A completely innocent female visitor at a federal prison in Virginia was forced to take her tampon out of her vagina by prison guards–who then inspected the used menstrual product before throwing it away. A federal appeals court on Thursday signed off on the search by affirming that the incident did not violate the Fourth Amendment and extending a lower court’s grant of qualified immunity.

The shocking 2016 incident is noted multiple times in a relatively brief ruling by the U.S. Court of Appeals for the Fourth Circuit.

The majority opinion by George H.W. Bush-appointed Circuit Judge Paul V. Niemeyer (which was joined by Bill Clinton-appointed Circuit Judge Robert Bruce King) notes the particulars of the search in question:

[Angela] Calloway was escorted to a private office by two female officers, Sgt. Heidi Brown and Officer Heather Hale, who were told that Calloway had signed the strip-search consent form. When they reached the private office, Calloway informed the officers that she was menstruating, and so the three women relocated to a women’s restroom. Because the door to that restroom did not lock, Brown told Hale to stand at the door to ensure that no one entered. Brown explained the search procedure to Calloway and then had her remove her clothing one piece at a time, with each item being searched before another was removed. When Calloway had taken off all her clothes, she complied with Brown’s directions to lift her arms and breasts, open her mouth, and lean over and shake her hair. At Brown’s direction, Calloway next went into the bathroom stall and removed her tampon, which Brown inspected before disposing of it.

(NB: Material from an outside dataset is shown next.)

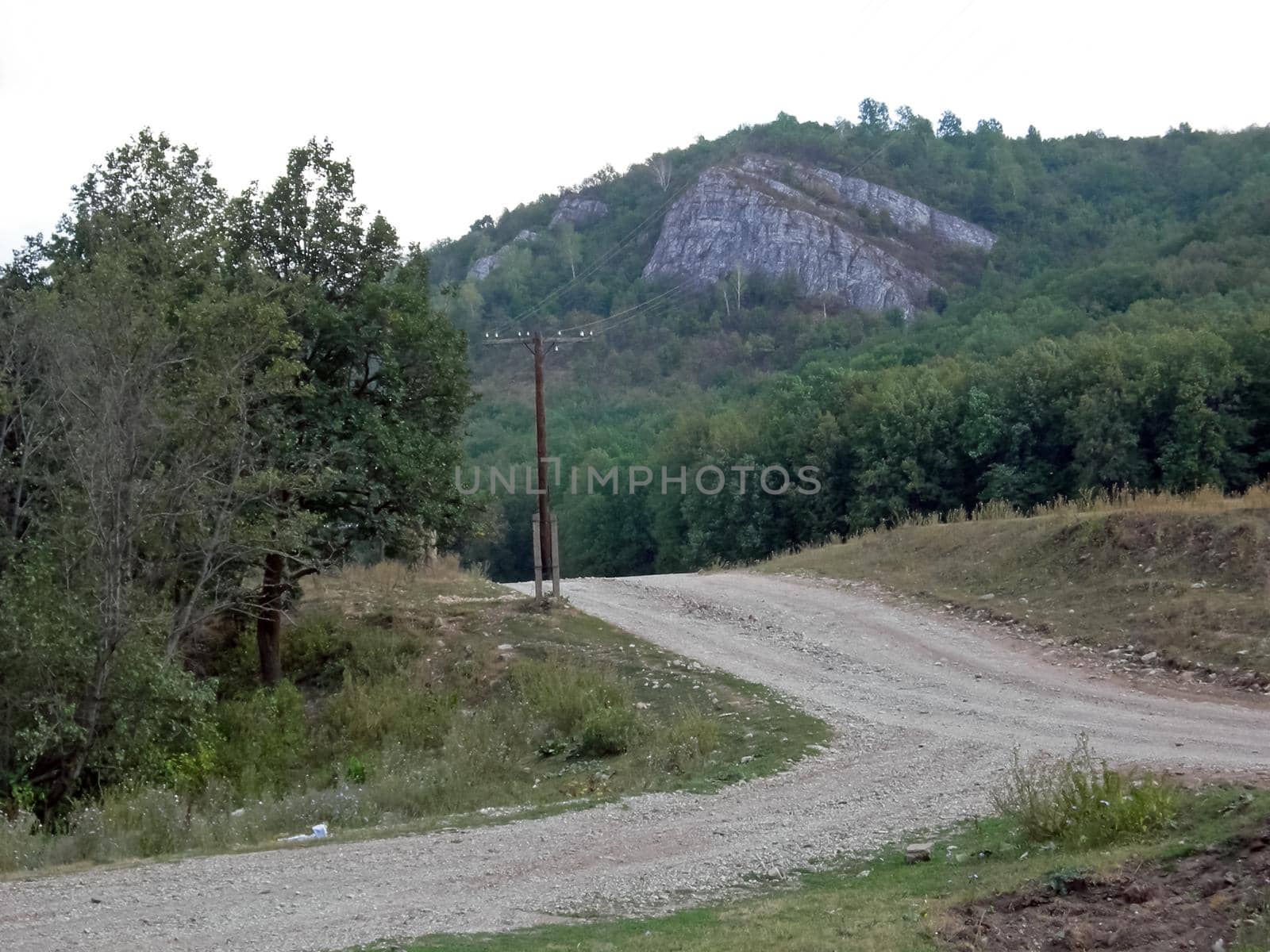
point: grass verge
(883, 904)
(1184, 577)
(416, 701)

“Calloway then twice performed the ‘squat and cough’ maneuver, and, according to Calloway, she also spread her buttocks for the officers’ inspection,” the opinion continues. “When the search revealed no contraband, Calloway’s clothing was returned. She was also offered another tampon but stated that she did not need one.”

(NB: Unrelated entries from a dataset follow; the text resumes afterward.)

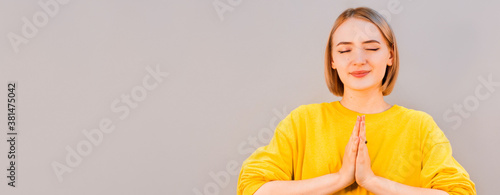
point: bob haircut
(332, 78)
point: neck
(368, 102)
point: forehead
(357, 31)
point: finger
(362, 131)
(355, 131)
(362, 150)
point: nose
(358, 57)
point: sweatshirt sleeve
(439, 169)
(271, 162)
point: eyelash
(350, 50)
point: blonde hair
(332, 78)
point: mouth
(360, 74)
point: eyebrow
(350, 43)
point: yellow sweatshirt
(405, 146)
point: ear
(391, 59)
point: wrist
(370, 182)
(343, 180)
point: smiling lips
(360, 73)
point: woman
(360, 144)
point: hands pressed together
(356, 165)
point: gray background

Calloway sued various authorities for Civil Rights violations “under color of law” via 42. U.S.C. §1983. The appellate court discounted her version of the story–prioritizing the guards’ take–and dismissed that lawsuit on summary judgment.

To hear the prison guards tell it, Calloway had evidenced some behavior that suggested she might have contraband while visiting federal inmate Travis Talbert–whom Calloway had previously been cleared to visit by the prison after passing a background check.

Barack Obama-appointed Circuit Judge James A. Wynn noted in a fiery dissent nearly three times as long as the majority opinion, however, that the impressions of multiple prison guards at various times were combined in order to justify probable cause for the search.

This ex post facto aggregation and the timeline of the events, Wynn notes, is key to understanding what actually transpired because Sergeant Benjamin Lokey and Unit Manager Jeffrey Brown were the commanding officers who actually initiated the “intrusive search.”

Here’s how Wynn described the search:

The officers accused Ms. Calloway of smuggling contraband, and they told her they had justification to “strip search” her. Two additional officers arrived and took Ms. Calloway into a bathroom, where one officer stood in front of the door and the other told Ms. Calloway to take off her clothing one article at a time. After Ms. Calloway completely undressed, the officers ordered her to twice squat and cough forcefully and to spread her buttocks for inspection of her anus. The officers also had Ms. Calloway remove her tampon from her vagina and give it to an officer. As it turned out, Ms. Calloway was completely innocent of the accusation—the officers found no contraband whatsoever.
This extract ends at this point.